TheBnbPlaybook Community Agreement & Terms of Service

Last Updated: January 11, 2024

By accessing or using our Services, you signify and agree that you have read, understood, and agree or consent to be bound by these Terms. If you do not agree with or consent to being bound by any of the Terms, you are not authorized to use our Services.

PARTIES

These Terms constitute the entire agreement between you (hereinafter, the “Client”) and TheBnbPlaybook (hereinafter, the “Company”) relating to your access to and use of their Services.

Collectively, the above people entering into this Agreement will be referred to as “the Parties.”

ENGAGEMENT. Client hereby engages Company from the date of execution of this Agreement for the purpose of enrolling in TheBnbPlaybook Program & Community (hereinafter, the “Services”).

DELIVERABLES. Company’s Services will include the following Deliverables:

Membership access to the digital video course, and membership access to the community. Client will have access to any group coaching calls held at any time during their enrollment in the community. Company will provide chat services during their available business hours. Company has the right to revoke access to the chat services or 1-on-1 calls in its discretion if Client abuses the said services. Clients have access to Company via email or course platform messenger during business hours.

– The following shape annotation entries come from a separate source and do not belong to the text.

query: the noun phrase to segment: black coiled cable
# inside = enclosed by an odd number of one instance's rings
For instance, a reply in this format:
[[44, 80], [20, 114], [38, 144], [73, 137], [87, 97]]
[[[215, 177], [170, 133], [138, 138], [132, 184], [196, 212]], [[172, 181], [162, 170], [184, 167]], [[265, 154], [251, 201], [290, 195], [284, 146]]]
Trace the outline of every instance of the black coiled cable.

NO REFUNDS. Please be advised that Company has a strict no-refund policy. Any funds remitted shall be deemed non-refundable under all circumstances. 

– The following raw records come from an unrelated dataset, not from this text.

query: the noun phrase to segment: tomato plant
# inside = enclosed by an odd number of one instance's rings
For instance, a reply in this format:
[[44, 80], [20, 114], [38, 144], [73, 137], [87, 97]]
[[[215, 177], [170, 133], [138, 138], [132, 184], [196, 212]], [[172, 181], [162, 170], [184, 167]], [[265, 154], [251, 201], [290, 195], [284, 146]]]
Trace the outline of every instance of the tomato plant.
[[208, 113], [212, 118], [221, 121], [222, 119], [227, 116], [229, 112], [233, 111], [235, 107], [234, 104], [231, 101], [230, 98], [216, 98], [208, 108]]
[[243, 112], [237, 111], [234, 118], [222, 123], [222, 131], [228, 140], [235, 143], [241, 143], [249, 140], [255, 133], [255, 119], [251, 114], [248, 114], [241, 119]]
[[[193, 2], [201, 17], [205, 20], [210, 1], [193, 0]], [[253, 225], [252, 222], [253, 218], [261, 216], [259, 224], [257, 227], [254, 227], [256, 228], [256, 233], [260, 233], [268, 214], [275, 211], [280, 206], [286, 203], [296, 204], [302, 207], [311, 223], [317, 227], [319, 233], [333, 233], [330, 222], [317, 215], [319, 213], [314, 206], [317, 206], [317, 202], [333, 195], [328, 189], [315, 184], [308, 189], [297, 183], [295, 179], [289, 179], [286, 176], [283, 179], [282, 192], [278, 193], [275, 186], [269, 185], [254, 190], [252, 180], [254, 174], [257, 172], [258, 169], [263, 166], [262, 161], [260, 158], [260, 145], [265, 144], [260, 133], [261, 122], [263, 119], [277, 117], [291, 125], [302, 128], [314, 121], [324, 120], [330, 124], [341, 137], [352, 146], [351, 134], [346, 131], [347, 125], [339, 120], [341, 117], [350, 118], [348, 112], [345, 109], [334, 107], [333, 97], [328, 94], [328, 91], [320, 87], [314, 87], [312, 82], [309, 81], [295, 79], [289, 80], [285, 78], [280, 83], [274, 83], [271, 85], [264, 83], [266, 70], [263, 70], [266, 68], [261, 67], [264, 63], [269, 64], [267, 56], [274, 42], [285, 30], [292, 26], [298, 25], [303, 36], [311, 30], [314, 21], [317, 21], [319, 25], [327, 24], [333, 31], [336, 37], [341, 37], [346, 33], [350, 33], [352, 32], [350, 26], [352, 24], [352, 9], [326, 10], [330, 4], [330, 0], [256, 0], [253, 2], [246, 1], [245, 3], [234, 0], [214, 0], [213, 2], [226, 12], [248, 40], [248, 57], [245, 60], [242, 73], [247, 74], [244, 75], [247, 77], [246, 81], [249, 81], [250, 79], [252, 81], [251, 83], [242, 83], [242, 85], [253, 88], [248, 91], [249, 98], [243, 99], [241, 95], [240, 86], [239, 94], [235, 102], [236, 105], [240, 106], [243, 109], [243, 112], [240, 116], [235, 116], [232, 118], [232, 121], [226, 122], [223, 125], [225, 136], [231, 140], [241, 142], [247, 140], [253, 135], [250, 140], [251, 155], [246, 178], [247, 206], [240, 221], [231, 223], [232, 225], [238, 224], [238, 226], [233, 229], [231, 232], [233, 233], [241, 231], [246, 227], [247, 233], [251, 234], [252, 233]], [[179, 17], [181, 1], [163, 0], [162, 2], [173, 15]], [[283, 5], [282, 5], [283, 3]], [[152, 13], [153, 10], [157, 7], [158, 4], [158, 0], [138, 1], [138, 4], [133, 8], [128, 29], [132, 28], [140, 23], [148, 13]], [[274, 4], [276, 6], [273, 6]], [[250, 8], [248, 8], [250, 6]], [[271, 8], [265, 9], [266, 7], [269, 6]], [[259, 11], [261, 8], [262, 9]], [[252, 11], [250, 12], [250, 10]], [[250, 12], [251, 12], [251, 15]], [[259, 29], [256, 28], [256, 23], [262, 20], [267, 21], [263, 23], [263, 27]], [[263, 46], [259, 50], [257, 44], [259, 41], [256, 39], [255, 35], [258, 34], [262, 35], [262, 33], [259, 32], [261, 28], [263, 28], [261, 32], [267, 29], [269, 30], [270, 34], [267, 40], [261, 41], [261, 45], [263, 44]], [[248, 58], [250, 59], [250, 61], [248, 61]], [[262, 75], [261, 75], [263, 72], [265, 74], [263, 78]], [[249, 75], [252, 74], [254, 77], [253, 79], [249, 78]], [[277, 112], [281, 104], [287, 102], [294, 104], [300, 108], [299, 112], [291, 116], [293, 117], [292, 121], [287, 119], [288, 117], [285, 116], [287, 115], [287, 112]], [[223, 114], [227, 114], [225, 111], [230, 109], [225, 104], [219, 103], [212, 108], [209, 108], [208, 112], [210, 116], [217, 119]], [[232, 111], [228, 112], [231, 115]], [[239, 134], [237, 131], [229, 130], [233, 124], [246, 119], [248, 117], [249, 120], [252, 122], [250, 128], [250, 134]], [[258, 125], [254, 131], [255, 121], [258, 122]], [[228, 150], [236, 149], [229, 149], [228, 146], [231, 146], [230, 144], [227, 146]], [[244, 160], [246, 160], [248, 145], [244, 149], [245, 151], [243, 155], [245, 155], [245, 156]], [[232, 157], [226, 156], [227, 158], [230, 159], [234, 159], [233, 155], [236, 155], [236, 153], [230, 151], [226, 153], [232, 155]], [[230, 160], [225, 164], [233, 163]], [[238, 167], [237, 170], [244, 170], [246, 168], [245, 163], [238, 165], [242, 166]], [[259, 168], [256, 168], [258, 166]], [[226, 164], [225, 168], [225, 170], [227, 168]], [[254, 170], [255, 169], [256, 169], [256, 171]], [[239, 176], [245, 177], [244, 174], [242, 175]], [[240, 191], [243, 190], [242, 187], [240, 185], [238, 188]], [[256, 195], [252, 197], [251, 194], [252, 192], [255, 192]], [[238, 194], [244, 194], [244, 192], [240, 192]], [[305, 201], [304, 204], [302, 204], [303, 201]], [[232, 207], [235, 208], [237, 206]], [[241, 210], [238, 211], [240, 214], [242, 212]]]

CHARGEBACKS. Client agrees that there will be no chargebacks of any payment made to Company under the terms of this Agreement. The Client will remain responsible for amounts due under this Agreement in the event Client disputes payment with its financial institution. In the event of a chargeback attempt, client expressly agrees to forfeit any and all intellectual property or deliverables afforded to Client in exchange for Client’s purchase of Company’s Services. Company reserves the right to present proof of services and this Agreement to the financial institution investigating the dispute.

CLIENT RESPONSIBILITY. Client is expected to work with the Company and its coaches in this program. Client is expected to be responsible, hold themselves accountable, be open to participation and feedback, provide Company with updates, and communicate honestly.

PROGRAM FOR PERSONAL USE. The program and included materials are for personal and non-commercial use. Client may not use the content or other materials for any commercial purpose or for any noncommercial or commercial public display.

NO REPRODUCTION. Client may not reproduce, distribute, modify, create derivative works of, republish, transmit, sell, resell, or exploit any of the material in the program, except and only except as follows: i) Client may print or download one copy of a reasonable number of pages of the program materials solely for Client’s own personal, non-commercial use; ii) If Company provides desktop, mobile or other applications for download Client may download a single copy to his/her computer or mobile device solely for his/her own personal, non-commercial use.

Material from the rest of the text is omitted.